The following is an example on how to you can do exactly this. We add a variable called "production" to the training DataFrame and set its value to False. Then we add an additional filter, which in this case is just the value of the variable. However, now we use "or", instead of the default "and" operator which is used when you do e.g. df3 = df2[df2.x<5]. The idea is simple: if this last filter is set to False, it will have no effect on any other filters since its mode of operation is "or". If it is set to True however, by modifying the "production" variable, it will invalidate all other filters, thus any data point can pass through.
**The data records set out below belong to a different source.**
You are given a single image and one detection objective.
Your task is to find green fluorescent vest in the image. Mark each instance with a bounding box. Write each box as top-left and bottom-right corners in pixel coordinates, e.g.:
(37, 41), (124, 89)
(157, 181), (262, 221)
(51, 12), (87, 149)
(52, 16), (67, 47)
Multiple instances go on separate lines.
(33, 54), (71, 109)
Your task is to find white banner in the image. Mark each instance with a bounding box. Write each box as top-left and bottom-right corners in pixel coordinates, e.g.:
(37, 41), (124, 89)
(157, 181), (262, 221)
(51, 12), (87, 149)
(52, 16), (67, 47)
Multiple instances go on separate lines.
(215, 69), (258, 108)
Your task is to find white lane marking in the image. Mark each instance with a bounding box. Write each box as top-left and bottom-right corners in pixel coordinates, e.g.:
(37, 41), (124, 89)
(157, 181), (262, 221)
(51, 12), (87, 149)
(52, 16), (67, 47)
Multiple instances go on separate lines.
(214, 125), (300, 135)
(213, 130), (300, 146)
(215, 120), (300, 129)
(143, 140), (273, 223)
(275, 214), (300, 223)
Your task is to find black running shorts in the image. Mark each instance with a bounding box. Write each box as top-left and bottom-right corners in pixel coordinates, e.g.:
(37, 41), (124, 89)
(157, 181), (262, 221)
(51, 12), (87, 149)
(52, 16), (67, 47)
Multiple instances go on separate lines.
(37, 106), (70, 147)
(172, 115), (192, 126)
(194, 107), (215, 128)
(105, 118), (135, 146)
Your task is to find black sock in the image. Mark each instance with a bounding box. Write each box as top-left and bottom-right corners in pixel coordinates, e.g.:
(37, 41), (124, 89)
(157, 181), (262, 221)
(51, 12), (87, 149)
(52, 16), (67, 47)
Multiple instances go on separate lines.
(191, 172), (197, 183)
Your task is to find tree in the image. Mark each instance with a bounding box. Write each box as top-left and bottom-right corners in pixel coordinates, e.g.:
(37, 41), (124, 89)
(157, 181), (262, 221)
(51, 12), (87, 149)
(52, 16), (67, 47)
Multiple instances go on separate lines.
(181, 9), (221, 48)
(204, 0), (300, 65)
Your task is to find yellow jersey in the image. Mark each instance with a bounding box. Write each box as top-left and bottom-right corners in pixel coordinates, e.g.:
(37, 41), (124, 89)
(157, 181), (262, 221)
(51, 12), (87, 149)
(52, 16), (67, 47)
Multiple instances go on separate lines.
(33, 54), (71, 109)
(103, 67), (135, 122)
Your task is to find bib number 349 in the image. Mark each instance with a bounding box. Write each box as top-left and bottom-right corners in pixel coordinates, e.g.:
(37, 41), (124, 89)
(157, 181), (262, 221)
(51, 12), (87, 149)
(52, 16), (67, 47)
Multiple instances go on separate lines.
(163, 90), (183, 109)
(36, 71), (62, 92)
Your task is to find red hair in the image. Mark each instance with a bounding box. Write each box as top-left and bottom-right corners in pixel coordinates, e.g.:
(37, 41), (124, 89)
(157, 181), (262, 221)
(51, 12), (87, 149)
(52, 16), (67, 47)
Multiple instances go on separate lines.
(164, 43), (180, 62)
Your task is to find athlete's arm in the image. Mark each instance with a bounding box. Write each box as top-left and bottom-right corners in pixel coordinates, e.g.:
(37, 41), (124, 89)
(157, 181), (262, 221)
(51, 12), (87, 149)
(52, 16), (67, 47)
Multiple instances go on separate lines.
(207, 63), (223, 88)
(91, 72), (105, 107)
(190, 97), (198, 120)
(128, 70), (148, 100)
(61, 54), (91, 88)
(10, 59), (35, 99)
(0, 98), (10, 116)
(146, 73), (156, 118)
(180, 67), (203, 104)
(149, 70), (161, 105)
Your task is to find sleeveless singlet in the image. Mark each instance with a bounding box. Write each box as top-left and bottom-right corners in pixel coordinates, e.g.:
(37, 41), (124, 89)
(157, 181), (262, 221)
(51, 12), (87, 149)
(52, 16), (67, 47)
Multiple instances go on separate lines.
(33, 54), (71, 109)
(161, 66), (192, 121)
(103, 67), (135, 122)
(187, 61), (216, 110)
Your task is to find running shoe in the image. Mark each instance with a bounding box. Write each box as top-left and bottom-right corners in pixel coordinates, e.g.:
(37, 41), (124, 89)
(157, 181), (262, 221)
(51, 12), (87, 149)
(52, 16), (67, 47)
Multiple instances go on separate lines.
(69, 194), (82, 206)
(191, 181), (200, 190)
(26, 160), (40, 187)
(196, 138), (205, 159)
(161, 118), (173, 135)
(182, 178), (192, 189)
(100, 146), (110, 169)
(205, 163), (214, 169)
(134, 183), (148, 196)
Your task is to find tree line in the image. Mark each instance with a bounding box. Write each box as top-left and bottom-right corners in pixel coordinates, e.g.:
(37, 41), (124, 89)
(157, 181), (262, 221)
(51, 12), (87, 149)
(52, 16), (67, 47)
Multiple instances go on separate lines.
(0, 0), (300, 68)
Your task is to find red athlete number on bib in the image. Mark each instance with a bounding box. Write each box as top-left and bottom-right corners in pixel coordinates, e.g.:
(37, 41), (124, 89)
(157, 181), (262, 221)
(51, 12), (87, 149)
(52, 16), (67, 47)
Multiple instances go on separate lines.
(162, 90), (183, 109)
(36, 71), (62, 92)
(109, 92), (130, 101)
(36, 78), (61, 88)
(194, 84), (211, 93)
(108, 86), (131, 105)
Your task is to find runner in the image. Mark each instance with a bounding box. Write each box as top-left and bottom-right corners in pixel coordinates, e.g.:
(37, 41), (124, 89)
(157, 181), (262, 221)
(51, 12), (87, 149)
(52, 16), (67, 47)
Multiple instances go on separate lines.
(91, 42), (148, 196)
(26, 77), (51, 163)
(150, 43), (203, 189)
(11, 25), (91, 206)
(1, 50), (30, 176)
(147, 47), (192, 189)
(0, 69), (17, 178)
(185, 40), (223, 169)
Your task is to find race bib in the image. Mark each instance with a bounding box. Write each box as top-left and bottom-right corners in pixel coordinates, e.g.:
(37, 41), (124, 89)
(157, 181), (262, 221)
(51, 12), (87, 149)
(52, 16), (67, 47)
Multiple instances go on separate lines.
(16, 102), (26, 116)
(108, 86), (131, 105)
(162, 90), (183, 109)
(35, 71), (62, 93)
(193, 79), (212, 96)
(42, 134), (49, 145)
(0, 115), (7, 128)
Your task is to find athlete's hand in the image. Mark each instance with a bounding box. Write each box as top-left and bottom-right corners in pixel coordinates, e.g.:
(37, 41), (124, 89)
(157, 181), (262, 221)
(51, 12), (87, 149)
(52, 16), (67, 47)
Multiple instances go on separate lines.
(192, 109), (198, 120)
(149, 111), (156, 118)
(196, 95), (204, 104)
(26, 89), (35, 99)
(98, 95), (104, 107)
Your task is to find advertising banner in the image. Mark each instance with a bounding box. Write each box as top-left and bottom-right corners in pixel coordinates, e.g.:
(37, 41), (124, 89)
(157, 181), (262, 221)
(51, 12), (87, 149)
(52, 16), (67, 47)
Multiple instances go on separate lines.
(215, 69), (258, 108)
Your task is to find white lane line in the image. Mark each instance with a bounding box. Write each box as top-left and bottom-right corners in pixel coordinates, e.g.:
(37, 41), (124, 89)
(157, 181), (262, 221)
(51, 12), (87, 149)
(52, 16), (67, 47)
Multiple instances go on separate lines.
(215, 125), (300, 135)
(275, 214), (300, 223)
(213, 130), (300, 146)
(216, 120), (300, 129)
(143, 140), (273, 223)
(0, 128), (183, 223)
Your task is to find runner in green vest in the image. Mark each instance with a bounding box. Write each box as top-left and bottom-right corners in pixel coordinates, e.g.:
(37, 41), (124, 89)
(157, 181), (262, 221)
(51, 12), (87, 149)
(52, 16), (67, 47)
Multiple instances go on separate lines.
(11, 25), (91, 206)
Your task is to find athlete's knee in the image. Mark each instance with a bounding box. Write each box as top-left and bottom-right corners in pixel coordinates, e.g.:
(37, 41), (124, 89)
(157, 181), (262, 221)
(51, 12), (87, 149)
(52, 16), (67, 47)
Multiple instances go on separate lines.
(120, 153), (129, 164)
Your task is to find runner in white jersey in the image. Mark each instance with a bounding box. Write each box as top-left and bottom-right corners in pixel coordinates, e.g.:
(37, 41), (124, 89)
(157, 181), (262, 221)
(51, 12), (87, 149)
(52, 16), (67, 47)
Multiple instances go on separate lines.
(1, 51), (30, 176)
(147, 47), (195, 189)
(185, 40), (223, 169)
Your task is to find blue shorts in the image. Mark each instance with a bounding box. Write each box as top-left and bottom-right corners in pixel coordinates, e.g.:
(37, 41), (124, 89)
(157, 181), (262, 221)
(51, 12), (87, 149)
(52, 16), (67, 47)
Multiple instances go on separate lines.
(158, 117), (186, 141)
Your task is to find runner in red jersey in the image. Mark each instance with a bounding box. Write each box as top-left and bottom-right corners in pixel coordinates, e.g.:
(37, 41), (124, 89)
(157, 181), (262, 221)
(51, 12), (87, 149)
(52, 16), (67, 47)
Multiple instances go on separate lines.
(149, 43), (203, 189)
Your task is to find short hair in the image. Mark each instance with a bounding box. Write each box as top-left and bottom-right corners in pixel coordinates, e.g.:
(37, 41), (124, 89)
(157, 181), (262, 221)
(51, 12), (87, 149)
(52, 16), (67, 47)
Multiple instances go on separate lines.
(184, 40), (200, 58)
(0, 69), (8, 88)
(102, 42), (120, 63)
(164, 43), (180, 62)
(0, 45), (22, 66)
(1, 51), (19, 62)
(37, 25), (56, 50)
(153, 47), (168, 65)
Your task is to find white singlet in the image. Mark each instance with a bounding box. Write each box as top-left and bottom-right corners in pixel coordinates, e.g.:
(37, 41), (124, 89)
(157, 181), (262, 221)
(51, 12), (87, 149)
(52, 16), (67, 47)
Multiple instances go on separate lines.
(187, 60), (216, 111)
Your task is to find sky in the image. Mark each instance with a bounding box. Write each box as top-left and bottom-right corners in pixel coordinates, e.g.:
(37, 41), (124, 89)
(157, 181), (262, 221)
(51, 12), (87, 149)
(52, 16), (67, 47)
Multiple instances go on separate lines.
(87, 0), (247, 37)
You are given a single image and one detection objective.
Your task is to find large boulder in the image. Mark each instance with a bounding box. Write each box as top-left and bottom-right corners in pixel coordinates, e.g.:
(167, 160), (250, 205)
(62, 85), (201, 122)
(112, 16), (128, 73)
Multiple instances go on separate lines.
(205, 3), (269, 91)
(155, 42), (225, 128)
This shows another powerful feature of vaex: because even filtering is based on expressions, we can build a single flexible "pipeline", instead of multiple explicit pipelines, which are cumbersome to create.

In [30]:
# Add variable name production with its value set to False for the training set
df_train.add_variable('production', False)

# Add an additional filter
df_train = df_train.filter('production', mode='or')
In [31]:
# Again, get the latest state from the training dataset
state = df_train.state_get()
# Apply it to the test set
df_test_prod.state_set(state)
# Immediately change the "production" variable value to "True", before the filters are evaluated
df_test_prod.variables['production'] = True
# Check the length of the test DataFrame in this case
print(f'Number of samples in the test set in "production mode" is {len(df_test_prod):,}.')
Number of samples in the test set in "production mode" is 146,112,990.

Let check the mean absolute error of the test set in this case.

In [32]:
# Calculate the mean absolute error
test_mae_prod = df_test_prod.mean(np.abs(df_test_prod.pred_final - df_test_prod.trip_duration_min))

print(f'The mean absolute error of the test set in "production mode" is {test_mae_prod:.3} minuts.')
The mean absolute error of the test set in "production mode" is 13.3 minuts.

The mean absolute error is much worse in this case. This is expected, since in this case the model is predicting outcomes for cases it was not trained for.

By combining computing capabilities of vaex and the on-line models from scikit-learn, one can easily create and iterate over models that are trained on billions of samples in a very short amount of time, even on a laptop. The model created in this notebook is far from perfect, but with vaex you can efficiently and easily create new features, try different model parameters, and calculate various model diagnostics. How much can you improve on this result?